Before speaking to a gathering of Michigan pastors last night, Mike Huckabee spoke to a Spartanburg, South Carolina congregation in the morning. From the Associated Press:
Republican Mike Huckabee spoke from the pulpit Sunday, not as a politician but as the preacher he used to be, delivering a sermon on how merely being good isn’t enough to get into heaven.
….On Sunday in South Carolina, Huckabee avoided politics entirely, instead preaching about humility and trusting in Jesus to open the gates of heaven.
“The criteria to get into heaven is you have to be not good, but perfect. That’s the real challenge in it,” he said at First Baptist North Spartanburg, a megachurch with 2,500 members.
“On that day, when I pull up, I’ll be asked, ‘Do you have what it takes to get in?'” Huckabee said. “And if I ask, ‘Well, what does it take to get in?”Gotta be perfect.'”
“Well, I’m afraid I don’t have that, but you know what, I won’t be there alone that day. Somebody is going to be with me. His name is Jesus, and he’s promised that he would never leave me or forsake me,” he said.
Asked by reporters later if he thinks only Christians will go to heaven, Huckabee refused to say. He often says that as a minister, he joked that he doesn’t even believe all Baptists are going to heaven.
“I’m going to stick to the things that make it critical for me to be president of the United States,” Huckabee said Sunday. “I have deep convictions about who goes and who doesn’t, but as far as who makes that decision, it isn’t me, it’s God. I’m going to leave that up to him.”
He argued that the Constitution forbids a political candidate from being subjected to a religious litmus test.
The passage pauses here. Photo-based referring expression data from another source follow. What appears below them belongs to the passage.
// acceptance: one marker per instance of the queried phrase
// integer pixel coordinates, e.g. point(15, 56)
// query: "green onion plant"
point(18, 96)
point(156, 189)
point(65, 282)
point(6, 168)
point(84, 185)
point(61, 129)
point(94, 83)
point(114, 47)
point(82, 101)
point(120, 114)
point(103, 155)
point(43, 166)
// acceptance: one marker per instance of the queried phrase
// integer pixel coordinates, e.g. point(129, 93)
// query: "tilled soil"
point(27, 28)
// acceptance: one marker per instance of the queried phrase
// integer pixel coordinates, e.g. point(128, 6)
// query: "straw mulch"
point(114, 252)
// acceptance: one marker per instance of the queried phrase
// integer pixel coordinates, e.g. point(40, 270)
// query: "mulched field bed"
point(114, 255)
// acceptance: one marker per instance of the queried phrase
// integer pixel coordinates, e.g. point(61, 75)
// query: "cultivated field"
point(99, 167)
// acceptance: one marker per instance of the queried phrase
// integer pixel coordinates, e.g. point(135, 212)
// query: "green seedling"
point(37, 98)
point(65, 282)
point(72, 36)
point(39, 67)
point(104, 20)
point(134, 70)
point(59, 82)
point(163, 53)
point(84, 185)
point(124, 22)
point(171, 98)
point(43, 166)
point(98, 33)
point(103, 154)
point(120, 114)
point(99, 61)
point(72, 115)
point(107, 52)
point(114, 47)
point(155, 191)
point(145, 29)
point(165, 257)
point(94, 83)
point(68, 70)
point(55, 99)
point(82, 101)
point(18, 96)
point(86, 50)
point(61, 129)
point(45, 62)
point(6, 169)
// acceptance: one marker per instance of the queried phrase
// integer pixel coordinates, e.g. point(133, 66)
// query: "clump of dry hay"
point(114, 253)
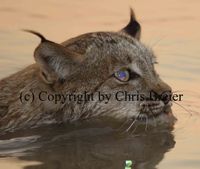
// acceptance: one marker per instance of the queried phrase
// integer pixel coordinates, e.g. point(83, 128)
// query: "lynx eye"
point(122, 75)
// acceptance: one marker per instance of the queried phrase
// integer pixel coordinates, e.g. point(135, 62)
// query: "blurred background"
point(171, 28)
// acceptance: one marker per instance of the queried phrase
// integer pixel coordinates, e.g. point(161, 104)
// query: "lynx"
point(96, 63)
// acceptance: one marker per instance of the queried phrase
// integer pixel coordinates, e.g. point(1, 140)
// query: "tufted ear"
point(133, 28)
point(55, 61)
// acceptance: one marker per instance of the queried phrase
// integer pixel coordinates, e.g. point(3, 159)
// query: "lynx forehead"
point(104, 62)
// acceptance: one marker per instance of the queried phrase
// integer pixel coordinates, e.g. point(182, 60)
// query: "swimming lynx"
point(114, 63)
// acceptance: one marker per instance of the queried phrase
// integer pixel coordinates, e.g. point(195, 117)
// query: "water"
point(170, 27)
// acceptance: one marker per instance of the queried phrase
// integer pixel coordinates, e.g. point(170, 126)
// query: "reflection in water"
point(98, 148)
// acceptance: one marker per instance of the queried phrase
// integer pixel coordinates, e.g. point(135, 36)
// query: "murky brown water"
point(172, 29)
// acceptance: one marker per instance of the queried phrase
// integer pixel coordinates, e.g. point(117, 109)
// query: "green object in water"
point(128, 164)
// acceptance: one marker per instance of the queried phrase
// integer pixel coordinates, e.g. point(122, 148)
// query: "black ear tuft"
point(133, 28)
point(43, 39)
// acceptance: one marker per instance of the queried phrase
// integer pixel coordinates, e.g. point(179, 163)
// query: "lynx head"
point(106, 62)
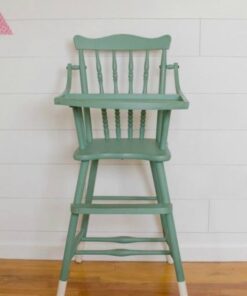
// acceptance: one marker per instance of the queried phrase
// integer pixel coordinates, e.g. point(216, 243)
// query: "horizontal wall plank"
point(30, 216)
point(24, 9)
point(42, 75)
point(185, 181)
point(224, 38)
point(187, 147)
point(54, 38)
point(228, 216)
point(32, 112)
point(193, 246)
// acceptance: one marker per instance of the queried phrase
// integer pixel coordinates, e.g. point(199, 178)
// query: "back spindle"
point(115, 83)
point(130, 112)
point(145, 87)
point(84, 89)
point(101, 89)
point(162, 83)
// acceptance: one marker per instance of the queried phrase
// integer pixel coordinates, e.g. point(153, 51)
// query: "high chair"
point(91, 149)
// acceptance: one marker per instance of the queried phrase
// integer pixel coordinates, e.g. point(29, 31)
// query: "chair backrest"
point(129, 44)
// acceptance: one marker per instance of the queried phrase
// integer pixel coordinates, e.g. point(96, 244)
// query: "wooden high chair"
point(91, 149)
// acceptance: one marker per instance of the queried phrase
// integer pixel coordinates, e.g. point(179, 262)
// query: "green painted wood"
point(145, 87)
point(130, 124)
point(105, 123)
point(154, 150)
point(159, 198)
point(164, 128)
point(114, 72)
point(118, 124)
point(80, 128)
point(69, 251)
point(146, 149)
point(113, 197)
point(84, 89)
point(124, 101)
point(99, 72)
point(124, 239)
point(122, 42)
point(142, 124)
point(113, 209)
point(122, 252)
point(88, 199)
point(131, 72)
point(162, 84)
point(146, 73)
point(165, 198)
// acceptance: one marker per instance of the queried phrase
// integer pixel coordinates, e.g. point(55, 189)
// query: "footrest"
point(122, 252)
point(123, 239)
point(121, 209)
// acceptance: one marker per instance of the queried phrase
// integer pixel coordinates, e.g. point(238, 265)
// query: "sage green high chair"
point(91, 149)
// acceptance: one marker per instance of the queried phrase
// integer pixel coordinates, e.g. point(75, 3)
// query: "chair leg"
point(162, 217)
point(88, 200)
point(171, 230)
point(69, 247)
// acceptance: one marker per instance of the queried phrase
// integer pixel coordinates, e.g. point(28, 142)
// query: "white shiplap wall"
point(208, 171)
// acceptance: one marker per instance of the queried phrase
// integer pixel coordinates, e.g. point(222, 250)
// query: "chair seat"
point(145, 149)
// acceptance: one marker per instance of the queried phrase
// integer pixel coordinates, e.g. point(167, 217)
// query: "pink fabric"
point(4, 27)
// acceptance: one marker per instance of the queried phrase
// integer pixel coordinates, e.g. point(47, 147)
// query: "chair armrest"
point(124, 101)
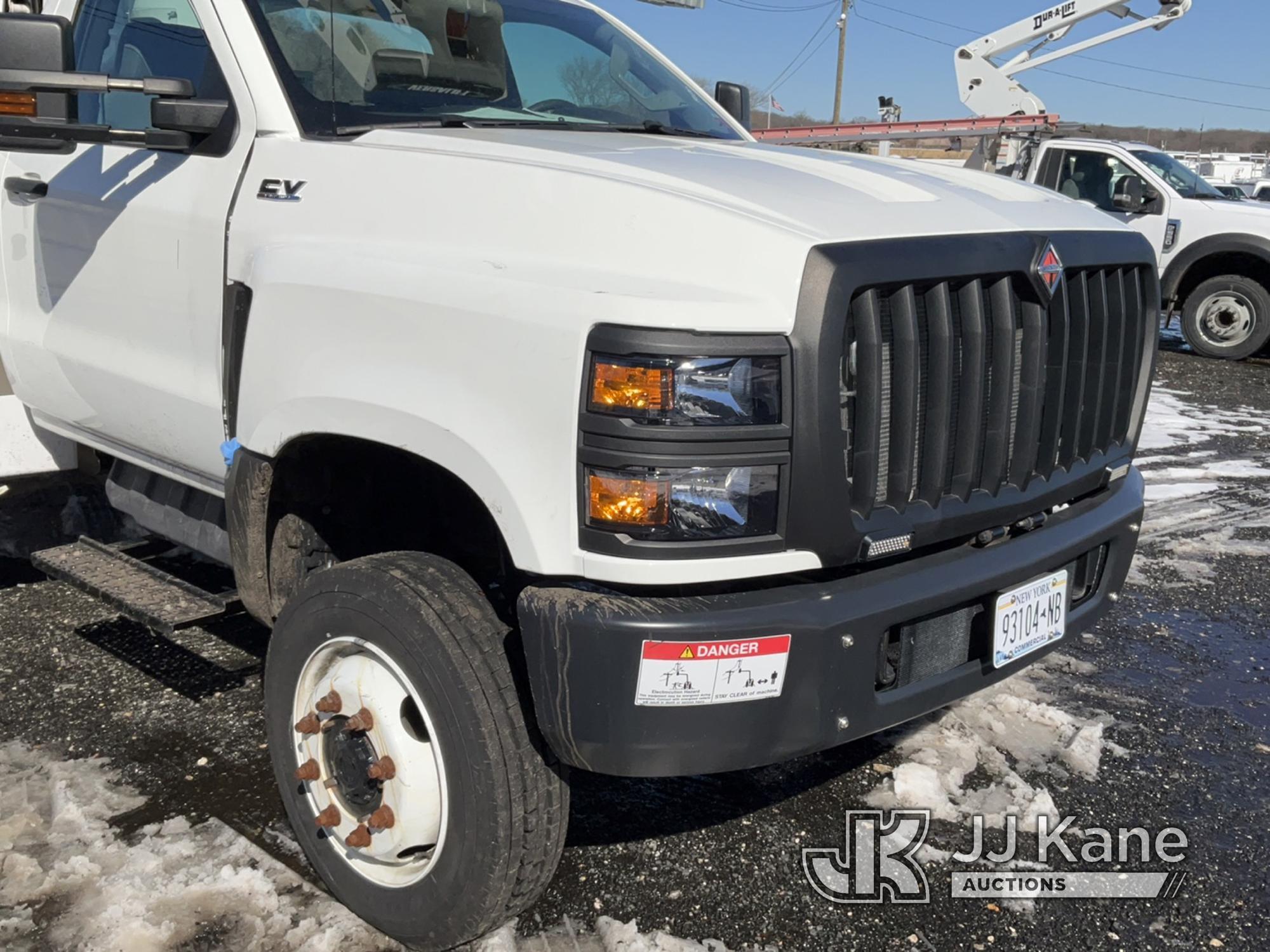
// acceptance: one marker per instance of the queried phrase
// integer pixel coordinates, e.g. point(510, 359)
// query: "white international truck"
point(548, 420)
point(1213, 253)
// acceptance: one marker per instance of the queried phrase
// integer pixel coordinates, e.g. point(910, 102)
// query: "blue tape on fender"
point(228, 450)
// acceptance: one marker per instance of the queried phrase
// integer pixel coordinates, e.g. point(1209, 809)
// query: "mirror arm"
point(50, 82)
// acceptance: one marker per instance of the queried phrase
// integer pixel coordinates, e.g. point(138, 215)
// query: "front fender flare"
point(1216, 244)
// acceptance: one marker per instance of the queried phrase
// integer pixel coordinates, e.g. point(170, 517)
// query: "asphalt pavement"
point(1173, 690)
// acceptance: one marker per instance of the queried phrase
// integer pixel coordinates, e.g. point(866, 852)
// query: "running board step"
point(134, 588)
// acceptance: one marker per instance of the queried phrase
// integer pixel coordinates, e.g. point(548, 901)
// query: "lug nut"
point(363, 722)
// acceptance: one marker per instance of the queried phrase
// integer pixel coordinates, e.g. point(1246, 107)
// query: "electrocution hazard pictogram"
point(685, 673)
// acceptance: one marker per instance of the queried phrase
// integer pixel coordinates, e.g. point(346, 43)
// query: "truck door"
point(116, 275)
point(1092, 176)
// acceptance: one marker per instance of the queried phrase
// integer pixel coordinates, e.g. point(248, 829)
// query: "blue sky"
point(1222, 40)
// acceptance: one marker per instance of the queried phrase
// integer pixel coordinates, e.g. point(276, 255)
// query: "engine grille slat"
point(1032, 381)
point(1055, 399)
point(980, 383)
point(1001, 393)
point(1114, 282)
point(866, 321)
point(934, 464)
point(1135, 333)
point(904, 389)
point(973, 384)
point(1078, 367)
point(1097, 309)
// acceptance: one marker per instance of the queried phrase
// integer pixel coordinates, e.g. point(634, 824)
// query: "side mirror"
point(39, 79)
point(35, 44)
point(1130, 195)
point(735, 100)
point(199, 117)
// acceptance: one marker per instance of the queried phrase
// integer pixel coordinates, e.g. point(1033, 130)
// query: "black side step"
point(134, 588)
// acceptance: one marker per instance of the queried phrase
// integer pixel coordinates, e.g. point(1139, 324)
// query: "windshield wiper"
point(440, 122)
point(451, 122)
point(660, 129)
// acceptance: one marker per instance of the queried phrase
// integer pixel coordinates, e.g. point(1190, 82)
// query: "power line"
point(806, 62)
point(777, 8)
point(1079, 56)
point(1073, 76)
point(810, 40)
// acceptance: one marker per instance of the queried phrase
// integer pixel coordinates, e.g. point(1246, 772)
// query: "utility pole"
point(843, 56)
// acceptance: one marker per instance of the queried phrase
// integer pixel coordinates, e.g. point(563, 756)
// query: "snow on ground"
point(972, 758)
point(1198, 507)
point(70, 882)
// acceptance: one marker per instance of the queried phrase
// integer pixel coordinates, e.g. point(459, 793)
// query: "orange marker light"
point(624, 388)
point(18, 105)
point(628, 502)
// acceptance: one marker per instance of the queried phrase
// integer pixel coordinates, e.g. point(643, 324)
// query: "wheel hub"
point(1227, 318)
point(349, 757)
point(368, 762)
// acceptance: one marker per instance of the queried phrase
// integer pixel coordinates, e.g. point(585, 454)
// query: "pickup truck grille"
point(971, 384)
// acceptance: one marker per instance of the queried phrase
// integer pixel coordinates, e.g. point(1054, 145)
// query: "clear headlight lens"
point(725, 392)
point(681, 505)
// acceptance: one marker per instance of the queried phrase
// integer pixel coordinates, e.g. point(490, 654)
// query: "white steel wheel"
point(416, 785)
point(379, 788)
point(1227, 318)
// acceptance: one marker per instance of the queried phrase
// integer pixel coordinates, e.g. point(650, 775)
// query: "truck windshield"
point(1187, 182)
point(352, 65)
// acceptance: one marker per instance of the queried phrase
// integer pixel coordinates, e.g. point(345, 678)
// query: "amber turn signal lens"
point(629, 502)
point(631, 388)
point(18, 105)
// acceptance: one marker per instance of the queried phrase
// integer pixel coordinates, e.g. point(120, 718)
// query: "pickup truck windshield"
point(351, 65)
point(1187, 182)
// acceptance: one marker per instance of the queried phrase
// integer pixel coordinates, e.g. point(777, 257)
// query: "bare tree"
point(590, 84)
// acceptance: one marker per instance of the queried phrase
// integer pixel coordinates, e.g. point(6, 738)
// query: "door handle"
point(31, 188)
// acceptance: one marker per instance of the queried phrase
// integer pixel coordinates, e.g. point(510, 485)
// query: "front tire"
point(1227, 318)
point(477, 813)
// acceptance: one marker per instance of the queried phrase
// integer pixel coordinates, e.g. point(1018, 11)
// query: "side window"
point(138, 40)
point(1093, 177)
point(1050, 169)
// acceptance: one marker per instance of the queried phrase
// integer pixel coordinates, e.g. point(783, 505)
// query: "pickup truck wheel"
point(1229, 318)
point(407, 769)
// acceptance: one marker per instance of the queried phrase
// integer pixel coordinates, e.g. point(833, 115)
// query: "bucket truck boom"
point(990, 87)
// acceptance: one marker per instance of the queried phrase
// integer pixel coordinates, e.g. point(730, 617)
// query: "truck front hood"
point(821, 195)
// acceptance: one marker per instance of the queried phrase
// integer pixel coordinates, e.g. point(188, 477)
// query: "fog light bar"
point(18, 105)
point(888, 545)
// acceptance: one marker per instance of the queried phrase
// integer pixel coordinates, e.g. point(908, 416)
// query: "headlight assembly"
point(702, 392)
point(683, 505)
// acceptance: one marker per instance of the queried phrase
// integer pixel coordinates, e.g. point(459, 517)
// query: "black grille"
point(972, 384)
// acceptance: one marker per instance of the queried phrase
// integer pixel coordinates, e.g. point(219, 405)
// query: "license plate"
point(1029, 618)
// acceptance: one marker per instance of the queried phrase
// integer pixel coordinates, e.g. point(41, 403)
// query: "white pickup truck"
point(1213, 252)
point(548, 420)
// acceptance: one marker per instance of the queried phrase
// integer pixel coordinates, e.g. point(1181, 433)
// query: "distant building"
point(1227, 167)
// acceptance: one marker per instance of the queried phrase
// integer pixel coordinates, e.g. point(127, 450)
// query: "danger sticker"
point(688, 673)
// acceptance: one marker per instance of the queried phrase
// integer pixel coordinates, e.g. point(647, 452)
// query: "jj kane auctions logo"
point(878, 863)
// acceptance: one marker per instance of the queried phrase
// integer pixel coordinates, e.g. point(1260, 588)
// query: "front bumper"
point(584, 649)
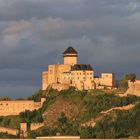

As it noted yesterday, God-o-Meter would ordinarily agree with that logic. But Huckabee’s the one implying that evangelical Christian voters should apply a religious litmus test to their candidates. Nevertheless, God-o-Meter notes that he did not say as much during yesterday’s pulpit address. Huck was speaking as a pastor, and kept politics out of it. But he doesn’t always operate that way.